Buy when price touches the Lower Band in an established uptrend (dip buying). Sell when price touches the Upper Band in a downtrend.
The most interesting MetaStock formulas today are not static; they are . They change their behavior based on market volatility or regime. A standard formula fails in a trending market versus a ranging one. An adaptive formula thrives.
This formula calculates the number of standard deviations that the current price is away from the 20-period moving average.
This formula is designed to identify volatility in the market and create bands around a moving average.
MetaStock’s formula language remains one of the most powerful tools for traders who want to move beyond standard indicators and create their own custom analysis. The platform’s evolution continues, with new versions like MetaStock 19 and 20 introducing , enhanced system‑tester workflows , and integration with third‑party AI solutions. Whether you are designing a complex multi‑timeframe signal, a volatility‑adjusted moving average, or an exploration that scans for specific pattern confluences, there has never been a better time to upgrade your formula toolkit. metastock formulas new
These new metastock formulas can be used in a variety of ways:
For new trading systems, use the Expert Advisor to define highlighters, alerts, and symbols.

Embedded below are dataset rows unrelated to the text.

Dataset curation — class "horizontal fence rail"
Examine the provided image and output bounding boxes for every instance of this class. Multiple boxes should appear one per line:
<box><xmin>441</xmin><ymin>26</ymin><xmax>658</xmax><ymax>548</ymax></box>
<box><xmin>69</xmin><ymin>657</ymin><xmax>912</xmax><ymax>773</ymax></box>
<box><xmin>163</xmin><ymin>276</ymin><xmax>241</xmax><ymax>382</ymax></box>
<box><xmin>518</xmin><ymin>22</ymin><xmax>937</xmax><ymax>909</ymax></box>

// The False Break Detector MA200 := Mov(C, 200, S); Breakout := Cross(C, MA200); VolSurge := (V / Ref(V, -1)) > 2.0; Overbought := RSI(5) > 85; Sell_Signal := Breakout AND VolSurge AND Overbought; Sell_Signal
Finding new formulas requires knowing where to look. The official is a curated library containing advanced metrics like Alpha, Beta, and Trinary Wave indicators. The MetaStock Formula Primer is also invaluable, explaining how functions like mov() and rsi() work in small, incremental steps. Buy when price touches the Lower Band in
New RelVol Indicator VolAvg:=Mov(V, 30, S); SpikeThreshold:=1.5; 150% of 30-day average V > (VolAvg * SpikeThreshold) Use code with caution. 4. How to Create and Organize New Formulas
To use these scripts, follow these steps within the MetaStock platform:
As markets become more algorithmic, traditional indicators often need "smoothing" or "adaptive" components to remain effective. Here are three new formula concepts for the current year. 1. The Adaptive Volatility Breakout (AVB)
Money Flow Multiplier Positive if close is in top half of range, negative if bottom half MF_Mult := ((C-L) - (H-C)) / (H-L); They change their behavior based on market volatility
Consider the traditional RSI. It measures the speed of close-to-close price changes. But what if we build a Volume-Weighted RSI ?
MACD() - MOV(MACD(), 9, E)
This is not technical analysis; it is coded into a line of logic. Most traders ignore this because it requires two data feeds. That is exactly why it works.